Environmental Chemistry, Microbiology and Ecology
Tools and concepts from biology and chemistry are used to address a wide range of issues pertaining to environmental media. Environmental chemistry deals with pathways and rates of chemical transformations of organic compounds (both synthetic and biologically derived) and elements in the periodic table. Microbial ecology and engineering microbiology address microbial populations, changes in populations and ecosystems in space and time, the effects of microorganisms in naturally-occurring and engineered systems, and behavior and consequences of pathogenic organisms. While ecology seeks to explore populations and phenomena in the present, as influenced by human activities, and to develop an understanding of ecosystem change over time.
The Department of Environmental Health and Engineering seeks to understand foundational principles of these systems and apply this knowledge to elucidate linkages between environmental chemical and microbial exposures with human health outcomes. To mitigate environmental health and engineering challenges, research in these disciplines takes the interdisciplinary approach of interfacing with environmental and public health practitioners, researchers, scientists and environmental engineers.
Unexpected Transformation of Dissolved Phenols to Toxic Dicarbonyls by Hydroxyl Radicals and UV Light
By 2050, two-thirds of the world’s population will be living in cities that are increasingly reliant on drinking water sources affected by agricultural runoff and industrial and municipal wastewater discharges (1, 2). These drinking water sources often contain trace concentrations of phenolic compounds that are widely used in dyes, surfactants, pharmaceuticals, and pesticides, including bisphenol A, triclosan, and nonylphenol-ethoxylates (3, 4). As a result of concerns about adverse health effects from chronic exposure to phenolic compounds, the Environmental Protection Agency and other regulatory agencies require the removal of certain phenolic compounds during water treatment.

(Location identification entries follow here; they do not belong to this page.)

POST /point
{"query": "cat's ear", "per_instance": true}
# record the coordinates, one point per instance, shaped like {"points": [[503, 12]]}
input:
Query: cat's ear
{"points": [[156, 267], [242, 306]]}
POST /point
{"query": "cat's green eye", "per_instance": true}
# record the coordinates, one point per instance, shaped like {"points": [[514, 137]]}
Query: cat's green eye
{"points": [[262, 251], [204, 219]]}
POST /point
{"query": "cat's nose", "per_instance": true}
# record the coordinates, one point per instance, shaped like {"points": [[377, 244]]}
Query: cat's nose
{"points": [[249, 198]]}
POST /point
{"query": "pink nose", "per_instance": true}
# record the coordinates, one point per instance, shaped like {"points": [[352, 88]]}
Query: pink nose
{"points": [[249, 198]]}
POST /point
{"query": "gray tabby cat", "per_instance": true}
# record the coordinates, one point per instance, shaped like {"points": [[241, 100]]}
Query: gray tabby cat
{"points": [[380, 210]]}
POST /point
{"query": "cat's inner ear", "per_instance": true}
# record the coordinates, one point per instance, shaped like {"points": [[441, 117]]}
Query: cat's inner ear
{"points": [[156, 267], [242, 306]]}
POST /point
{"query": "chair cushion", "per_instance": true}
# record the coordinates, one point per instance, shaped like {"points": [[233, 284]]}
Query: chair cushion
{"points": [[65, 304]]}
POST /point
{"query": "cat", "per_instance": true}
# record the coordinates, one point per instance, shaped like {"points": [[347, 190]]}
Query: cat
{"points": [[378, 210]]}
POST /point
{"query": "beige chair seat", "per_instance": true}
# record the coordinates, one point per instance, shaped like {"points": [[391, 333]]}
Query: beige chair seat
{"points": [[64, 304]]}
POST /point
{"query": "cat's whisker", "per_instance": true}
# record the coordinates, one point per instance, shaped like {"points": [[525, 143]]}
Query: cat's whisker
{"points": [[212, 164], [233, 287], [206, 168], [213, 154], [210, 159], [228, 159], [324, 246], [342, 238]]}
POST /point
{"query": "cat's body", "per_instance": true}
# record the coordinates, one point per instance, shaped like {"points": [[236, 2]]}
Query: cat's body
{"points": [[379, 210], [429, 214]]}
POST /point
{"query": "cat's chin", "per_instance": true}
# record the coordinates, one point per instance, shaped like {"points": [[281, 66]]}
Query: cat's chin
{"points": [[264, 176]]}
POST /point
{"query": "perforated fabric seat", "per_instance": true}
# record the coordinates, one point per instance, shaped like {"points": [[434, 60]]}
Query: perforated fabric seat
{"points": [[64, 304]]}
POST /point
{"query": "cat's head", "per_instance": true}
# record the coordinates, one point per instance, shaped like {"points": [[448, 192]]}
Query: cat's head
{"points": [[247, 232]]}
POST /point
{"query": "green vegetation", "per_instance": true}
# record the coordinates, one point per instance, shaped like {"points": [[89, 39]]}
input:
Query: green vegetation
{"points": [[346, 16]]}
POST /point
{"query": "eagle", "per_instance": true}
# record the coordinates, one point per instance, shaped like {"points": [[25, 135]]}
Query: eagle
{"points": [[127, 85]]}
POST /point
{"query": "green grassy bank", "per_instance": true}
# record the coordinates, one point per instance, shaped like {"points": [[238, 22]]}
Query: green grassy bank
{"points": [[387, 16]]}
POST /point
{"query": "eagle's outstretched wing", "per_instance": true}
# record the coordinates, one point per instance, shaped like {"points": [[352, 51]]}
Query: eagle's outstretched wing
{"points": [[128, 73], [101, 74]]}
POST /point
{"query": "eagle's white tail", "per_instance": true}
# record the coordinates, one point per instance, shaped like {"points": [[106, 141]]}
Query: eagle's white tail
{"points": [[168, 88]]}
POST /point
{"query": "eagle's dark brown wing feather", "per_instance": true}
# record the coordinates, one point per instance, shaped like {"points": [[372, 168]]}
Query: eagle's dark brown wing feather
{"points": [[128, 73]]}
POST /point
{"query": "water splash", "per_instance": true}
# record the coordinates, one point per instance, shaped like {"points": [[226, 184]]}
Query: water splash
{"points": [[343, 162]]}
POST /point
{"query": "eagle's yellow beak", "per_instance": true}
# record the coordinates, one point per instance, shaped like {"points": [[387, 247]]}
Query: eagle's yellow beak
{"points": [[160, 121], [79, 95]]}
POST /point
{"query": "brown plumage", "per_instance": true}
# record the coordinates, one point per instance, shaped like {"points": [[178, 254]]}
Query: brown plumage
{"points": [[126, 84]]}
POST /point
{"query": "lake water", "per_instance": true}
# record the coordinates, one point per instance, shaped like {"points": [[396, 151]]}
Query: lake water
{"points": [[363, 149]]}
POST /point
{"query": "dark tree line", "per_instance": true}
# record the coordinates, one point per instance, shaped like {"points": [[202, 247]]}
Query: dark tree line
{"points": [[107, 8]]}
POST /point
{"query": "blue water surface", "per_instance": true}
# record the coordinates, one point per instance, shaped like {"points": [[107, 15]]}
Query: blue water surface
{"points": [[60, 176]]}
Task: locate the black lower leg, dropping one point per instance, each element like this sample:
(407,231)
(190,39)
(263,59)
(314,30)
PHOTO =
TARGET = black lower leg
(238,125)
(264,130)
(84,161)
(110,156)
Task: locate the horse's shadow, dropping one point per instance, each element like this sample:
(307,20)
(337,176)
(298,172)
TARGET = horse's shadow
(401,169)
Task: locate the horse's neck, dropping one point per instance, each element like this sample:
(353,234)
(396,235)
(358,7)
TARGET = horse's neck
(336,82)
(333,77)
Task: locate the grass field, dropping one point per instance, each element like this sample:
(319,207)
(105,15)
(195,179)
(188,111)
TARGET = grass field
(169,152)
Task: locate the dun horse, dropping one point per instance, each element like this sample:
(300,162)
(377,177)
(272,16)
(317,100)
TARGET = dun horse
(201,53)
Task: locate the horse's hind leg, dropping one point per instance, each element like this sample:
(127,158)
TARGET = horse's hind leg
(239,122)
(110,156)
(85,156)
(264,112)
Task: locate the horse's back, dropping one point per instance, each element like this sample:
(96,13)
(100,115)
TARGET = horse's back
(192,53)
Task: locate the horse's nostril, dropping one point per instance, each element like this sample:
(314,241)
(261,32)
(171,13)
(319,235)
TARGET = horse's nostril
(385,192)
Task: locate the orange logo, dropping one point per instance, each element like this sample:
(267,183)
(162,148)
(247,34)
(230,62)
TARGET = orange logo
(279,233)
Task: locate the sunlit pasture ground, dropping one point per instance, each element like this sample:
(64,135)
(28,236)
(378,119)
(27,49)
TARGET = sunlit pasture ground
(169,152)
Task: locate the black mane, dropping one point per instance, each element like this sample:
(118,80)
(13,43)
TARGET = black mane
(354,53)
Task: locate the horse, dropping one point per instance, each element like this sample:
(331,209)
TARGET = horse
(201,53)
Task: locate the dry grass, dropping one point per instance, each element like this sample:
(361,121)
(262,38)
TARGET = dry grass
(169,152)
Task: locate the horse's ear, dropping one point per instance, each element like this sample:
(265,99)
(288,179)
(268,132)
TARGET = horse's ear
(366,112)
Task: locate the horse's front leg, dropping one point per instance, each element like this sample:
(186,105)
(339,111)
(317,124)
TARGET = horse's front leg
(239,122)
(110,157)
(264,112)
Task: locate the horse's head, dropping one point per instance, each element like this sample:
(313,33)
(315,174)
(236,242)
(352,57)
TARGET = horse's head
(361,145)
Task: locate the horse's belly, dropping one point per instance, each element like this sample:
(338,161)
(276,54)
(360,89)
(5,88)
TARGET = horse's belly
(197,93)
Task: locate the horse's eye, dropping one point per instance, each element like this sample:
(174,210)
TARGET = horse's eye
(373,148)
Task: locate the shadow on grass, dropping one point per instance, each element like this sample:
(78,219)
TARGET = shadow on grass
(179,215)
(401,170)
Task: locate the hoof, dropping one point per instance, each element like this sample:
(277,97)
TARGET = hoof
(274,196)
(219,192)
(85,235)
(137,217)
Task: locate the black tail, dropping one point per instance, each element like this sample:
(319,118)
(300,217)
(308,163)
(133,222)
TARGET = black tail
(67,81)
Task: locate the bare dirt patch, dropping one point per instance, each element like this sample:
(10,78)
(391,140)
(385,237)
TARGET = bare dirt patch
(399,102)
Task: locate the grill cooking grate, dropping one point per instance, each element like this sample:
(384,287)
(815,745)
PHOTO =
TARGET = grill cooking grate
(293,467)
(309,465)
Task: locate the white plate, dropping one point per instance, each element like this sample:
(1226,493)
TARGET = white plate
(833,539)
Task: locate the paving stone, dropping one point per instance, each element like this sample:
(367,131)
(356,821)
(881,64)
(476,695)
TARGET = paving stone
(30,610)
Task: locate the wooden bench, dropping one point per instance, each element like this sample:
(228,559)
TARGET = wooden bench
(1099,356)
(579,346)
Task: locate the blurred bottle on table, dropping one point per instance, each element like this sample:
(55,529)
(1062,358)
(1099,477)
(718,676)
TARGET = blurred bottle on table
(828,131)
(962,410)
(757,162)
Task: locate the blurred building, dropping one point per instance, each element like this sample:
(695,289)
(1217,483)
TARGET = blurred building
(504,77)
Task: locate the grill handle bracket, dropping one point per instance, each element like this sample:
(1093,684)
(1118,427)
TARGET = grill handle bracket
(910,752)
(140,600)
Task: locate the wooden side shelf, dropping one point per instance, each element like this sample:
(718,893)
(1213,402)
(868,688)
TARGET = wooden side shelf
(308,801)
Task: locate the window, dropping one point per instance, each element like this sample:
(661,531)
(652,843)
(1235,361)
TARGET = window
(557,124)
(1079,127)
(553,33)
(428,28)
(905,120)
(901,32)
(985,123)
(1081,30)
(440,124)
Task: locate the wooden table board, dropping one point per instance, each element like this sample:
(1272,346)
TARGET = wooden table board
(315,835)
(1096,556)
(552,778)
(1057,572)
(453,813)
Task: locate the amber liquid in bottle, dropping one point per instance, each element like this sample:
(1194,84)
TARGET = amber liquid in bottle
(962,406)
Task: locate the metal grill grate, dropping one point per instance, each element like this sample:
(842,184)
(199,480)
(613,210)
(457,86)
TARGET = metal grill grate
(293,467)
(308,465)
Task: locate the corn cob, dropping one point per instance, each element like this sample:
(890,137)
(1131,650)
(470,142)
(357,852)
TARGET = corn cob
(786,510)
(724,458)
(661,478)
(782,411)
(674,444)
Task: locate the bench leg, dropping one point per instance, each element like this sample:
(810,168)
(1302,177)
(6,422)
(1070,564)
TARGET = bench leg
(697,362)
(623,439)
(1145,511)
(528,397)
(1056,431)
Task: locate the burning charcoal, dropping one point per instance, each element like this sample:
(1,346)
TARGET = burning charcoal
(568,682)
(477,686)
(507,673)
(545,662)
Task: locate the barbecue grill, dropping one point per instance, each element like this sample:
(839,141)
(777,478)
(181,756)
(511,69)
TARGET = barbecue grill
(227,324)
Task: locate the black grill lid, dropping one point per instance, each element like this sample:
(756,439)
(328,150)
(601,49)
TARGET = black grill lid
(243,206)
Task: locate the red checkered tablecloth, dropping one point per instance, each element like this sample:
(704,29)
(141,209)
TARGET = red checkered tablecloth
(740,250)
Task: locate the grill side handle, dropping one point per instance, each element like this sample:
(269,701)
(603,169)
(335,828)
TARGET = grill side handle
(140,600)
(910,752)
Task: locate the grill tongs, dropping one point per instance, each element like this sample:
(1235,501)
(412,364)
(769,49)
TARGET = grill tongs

Traveling bacterial waves are capable of improving contaminant remediation in the subsurface. It is fairly well understood how bacterial chemotaxis and growth separately affect the formation and propagation of such waves. However, their interaction is not well understood. We performed a modeling study to investigate the coupled effects of chemotaxis and growth on bacterial migration, and examine their effects on contaminant remediation.
Grace Brush, PhD
Brush's research focuses on biological and physical processes and their control of species distribution, the response of the terrestrial and aquatic ecosystem to climatic and human disturbances, using the fossil record of organisms and sediments, and atomospheric-biologic interactions in pollen dispersal.
Meghan Davis, DVM, PhD*
As a molecular epidemiologist and an environmental microbiologist, Davis studies the interface of bacteria and hosts to reduce microbe-mediated disease in humans and animals. Her work applies the principles of one health and microbial ecology, evaluating target microbes and bacterial genes specifically and the larger microbial community (microbiome) broadly.
Chris Heaney, PhD*
Chris' research focuses on environmentally-mediated impacts on health and well-being, specifically community land use, waste disposal, and food production practices, and integrates the academic disciplines of environmental microbiology, molecular biology, immunology, epidemiology, and community-based participatory research (CBPR).
Carsten Prasse, PhD
Carsten investigates the fate of contaminants in the built and natural environment using state-of-the-art analytical chemistry techniques (e.g. high-resolution mass spectrometry) with the focus on identifying transformation products and understanding underlying mechanisms of transformation in the urban water cycle.
Sarah Preheim, PhD
Preheim researches the ecology of microorganisms impacting water quality in lakes, estuaries and coastal oceans to better inform remediation strategies. She uses a combination of field sampling, laboratory experiments and computational analysis to improve our understanding of the microbial processes that impact water quality.
Kellogg Schwab, PhD*
Schwab’s research focuses on environmental microbiology and engineering with an emphasis on the fate and transport of pathogenic microorganisms in water, food and the environment.
Alan Stone, PhD
Using the foundations of organic chemistry, inorganic chemistry, physical chemistry, and the nanosciences, Stone explores natural biogeochemical phenomena and properties/transformations of synthetic chemicals in environmental media. He focuses on the impact of speciation. He is also interested in engineered systems and the consequences of human activities.